Jedno ze zwierząt samo znalazło drogę do lasu, ale drugie trzeba było uśpić, by następnie do lasu przewieźć. Nie udało się przy tym uniknąć kontuzji.
- Kiedy układaliśmy uśpionego łosia i zawiązywaliśmy mu racice, okazało się że nie wszystkie odruchy zostały do końca wyłączone - mówił w radiowym Maglu Zbigniew Skrzek, lekarz weterynarii. - Na moje nieszczęście jedno uderzenie odnóża trafiło mnie w rękę, a że racica łosia jest bardzo ostra, natychmiast musiałem udać się do szpitala. Ręka została zszyta, ale nadal nie jestem w stanie wykonywać swojej pracy. Pocieszam się, że nie dostałem w głowę, bo wtedy mogło być znacznie gorzej.
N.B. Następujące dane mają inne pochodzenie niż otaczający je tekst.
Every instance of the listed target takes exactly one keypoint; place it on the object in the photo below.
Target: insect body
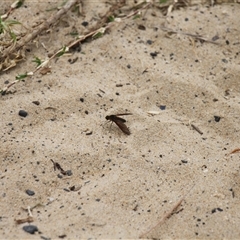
(120, 121)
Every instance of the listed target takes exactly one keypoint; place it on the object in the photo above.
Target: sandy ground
(122, 186)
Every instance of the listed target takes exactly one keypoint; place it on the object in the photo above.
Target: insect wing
(122, 126)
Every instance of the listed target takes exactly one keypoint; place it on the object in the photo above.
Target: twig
(165, 29)
(91, 33)
(36, 32)
(168, 215)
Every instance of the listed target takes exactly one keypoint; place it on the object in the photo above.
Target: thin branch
(36, 32)
(167, 215)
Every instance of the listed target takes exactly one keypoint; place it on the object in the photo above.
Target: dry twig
(34, 33)
(167, 215)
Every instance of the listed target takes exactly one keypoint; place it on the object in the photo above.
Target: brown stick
(36, 32)
(166, 216)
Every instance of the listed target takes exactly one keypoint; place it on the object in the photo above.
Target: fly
(120, 121)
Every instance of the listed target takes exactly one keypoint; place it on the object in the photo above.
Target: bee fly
(120, 122)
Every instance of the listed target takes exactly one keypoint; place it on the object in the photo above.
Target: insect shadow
(120, 122)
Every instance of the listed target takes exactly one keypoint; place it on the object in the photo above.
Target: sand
(176, 160)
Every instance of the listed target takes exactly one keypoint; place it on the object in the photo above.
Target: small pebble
(217, 118)
(69, 173)
(22, 113)
(36, 102)
(30, 192)
(85, 23)
(30, 229)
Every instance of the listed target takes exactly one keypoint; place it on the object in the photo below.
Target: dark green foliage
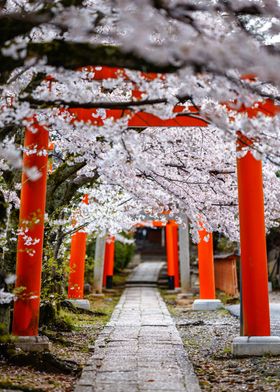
(123, 255)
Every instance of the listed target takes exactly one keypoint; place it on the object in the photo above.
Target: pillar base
(207, 304)
(244, 346)
(187, 295)
(32, 343)
(80, 303)
(171, 283)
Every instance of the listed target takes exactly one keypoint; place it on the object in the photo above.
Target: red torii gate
(252, 229)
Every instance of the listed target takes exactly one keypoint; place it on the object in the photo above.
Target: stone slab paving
(139, 349)
(274, 316)
(146, 272)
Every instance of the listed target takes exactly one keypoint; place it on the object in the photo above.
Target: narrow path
(140, 348)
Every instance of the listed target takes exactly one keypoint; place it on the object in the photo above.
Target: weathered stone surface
(207, 304)
(33, 343)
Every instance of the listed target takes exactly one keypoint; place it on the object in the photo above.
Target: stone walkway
(140, 348)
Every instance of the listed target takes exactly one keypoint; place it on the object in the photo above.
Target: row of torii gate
(255, 304)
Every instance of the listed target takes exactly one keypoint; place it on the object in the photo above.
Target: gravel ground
(207, 337)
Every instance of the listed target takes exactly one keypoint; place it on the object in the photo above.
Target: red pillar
(256, 319)
(77, 263)
(176, 256)
(109, 263)
(172, 254)
(206, 266)
(31, 224)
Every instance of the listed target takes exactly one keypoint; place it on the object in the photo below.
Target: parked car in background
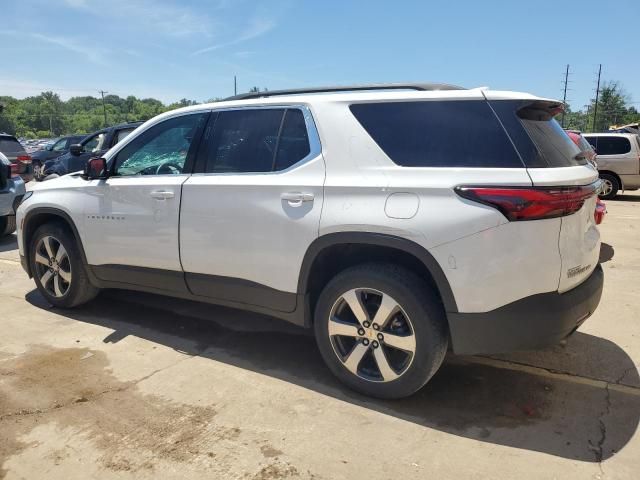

Na łosie skarżą się leśnicy, którzy podkreślają że zwierzęta te niszczą młode drzewa, poza tym jest ich coraz więcej i pewnie dlatego czasami trafiają do miast. Pięć lat temu dwa łosie zabłądziły niemal w centrum Piotrkowa. Żaden wizyty nie przeżył. Jeden zawisł na płocie przy ulicy Stromej, drugi padł w okolicach ZUS-u.